Il mio preferito, senza dubbio, è stato l’ “intellettuale“. Un essere di ominide talmente pieno di se e idiota da poter essere insultato senza riserve e sensi di colpa. Malpela ne era completamente persa e, ça va sans dire, si concesse anche una seconda ricaduta passata l’adolescenza.  Come previsto le sue frasi ad effetto, i suoi soprannomi adattati al colore dei capelli (“redhead”, “Ginger” e altri per niente scontati), il suo corteggiamento radical chic e le sue polipate spinte cessarono immediatamente appena lei tornò alla sua città (universitaria). Nemmeno il tempo di disfare la valigia che lui si fidanzò (non dico trombò, proprio fidanzò) con un altra, lasciando ad intendere il suddetto fattaccio intasando il profilo della sua (nuova) damigella con canzoni di dubbio gusto dove amore fa rima con cuore. Poi lo incontri per la strada durante le feste e ti sorride contento. La piattola.
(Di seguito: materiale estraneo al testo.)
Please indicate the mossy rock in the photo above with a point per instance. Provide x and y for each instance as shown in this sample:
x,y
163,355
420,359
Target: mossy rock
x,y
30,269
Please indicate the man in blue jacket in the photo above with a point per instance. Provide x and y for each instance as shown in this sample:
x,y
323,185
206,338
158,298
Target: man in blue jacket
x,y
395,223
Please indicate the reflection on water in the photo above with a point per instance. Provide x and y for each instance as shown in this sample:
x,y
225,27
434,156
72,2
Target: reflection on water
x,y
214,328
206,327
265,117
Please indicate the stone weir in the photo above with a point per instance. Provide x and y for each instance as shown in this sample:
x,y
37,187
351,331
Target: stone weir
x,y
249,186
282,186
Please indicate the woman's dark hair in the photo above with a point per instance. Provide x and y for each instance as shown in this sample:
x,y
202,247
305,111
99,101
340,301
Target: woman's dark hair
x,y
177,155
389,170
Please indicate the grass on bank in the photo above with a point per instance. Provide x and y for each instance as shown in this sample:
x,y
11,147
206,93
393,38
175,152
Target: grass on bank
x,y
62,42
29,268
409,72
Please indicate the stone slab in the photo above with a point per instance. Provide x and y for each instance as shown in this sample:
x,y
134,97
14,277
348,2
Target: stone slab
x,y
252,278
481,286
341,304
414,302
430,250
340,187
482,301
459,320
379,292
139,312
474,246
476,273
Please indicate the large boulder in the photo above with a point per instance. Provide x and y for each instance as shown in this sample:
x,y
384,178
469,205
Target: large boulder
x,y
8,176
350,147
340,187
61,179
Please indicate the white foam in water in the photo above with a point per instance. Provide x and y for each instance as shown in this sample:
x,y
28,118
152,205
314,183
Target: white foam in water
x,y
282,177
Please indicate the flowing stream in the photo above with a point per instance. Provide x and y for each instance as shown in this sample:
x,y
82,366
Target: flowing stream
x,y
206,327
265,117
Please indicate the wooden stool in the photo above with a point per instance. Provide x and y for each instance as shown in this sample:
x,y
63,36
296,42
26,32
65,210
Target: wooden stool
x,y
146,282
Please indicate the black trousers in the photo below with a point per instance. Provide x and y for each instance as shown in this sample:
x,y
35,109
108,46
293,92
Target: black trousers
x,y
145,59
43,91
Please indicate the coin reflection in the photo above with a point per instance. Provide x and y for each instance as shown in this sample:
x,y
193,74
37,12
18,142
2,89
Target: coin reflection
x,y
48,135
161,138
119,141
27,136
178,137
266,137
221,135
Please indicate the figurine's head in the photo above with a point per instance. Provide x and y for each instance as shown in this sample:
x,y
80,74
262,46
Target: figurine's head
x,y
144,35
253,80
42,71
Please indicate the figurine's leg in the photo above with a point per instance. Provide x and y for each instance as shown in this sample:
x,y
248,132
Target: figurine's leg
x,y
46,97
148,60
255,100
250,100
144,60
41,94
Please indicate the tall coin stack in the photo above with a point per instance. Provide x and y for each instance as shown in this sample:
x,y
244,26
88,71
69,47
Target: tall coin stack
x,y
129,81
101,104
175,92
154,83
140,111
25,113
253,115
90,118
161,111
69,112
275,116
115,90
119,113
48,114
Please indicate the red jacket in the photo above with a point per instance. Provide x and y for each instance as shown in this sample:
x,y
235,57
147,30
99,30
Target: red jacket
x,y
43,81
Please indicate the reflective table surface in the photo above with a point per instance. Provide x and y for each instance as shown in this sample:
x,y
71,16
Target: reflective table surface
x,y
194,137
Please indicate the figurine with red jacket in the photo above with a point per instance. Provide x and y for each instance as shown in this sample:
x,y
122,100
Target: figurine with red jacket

Immaginate, dopo anni di convivenza con un’ormonauta piena di complessi Edipici e una vita alla Franco Califano di avere per le mani un ragazzo che vi ispira fiducia. Bello. Sincero. Spontaneo. Che vi implora di fidarvi di lui. E  Malavoglia decise, dopo mesi di chiamate al mio nokia ossessivo-compulsive e notti insonni, di fidarsi. Si buttò. Lo fece. Scese a patti con il demonio, lasciandosi alle spalle il dolore e le incomprensioni, decidendo di accettare la sua sessualità senza etichette e miasmi da cinema.

Scusami, ho capito che il mio ex mi ha fatto troppo male.

So di non avertene mai parlato, ma non riesco a guarirne.

Devo andare in analisi per poterlo superare.

Non riesco ad iniziare una nuova storia. Mi dispiace.

No. Non è la strofa di una delle tante orride canzoni dei Gemelli Diversi.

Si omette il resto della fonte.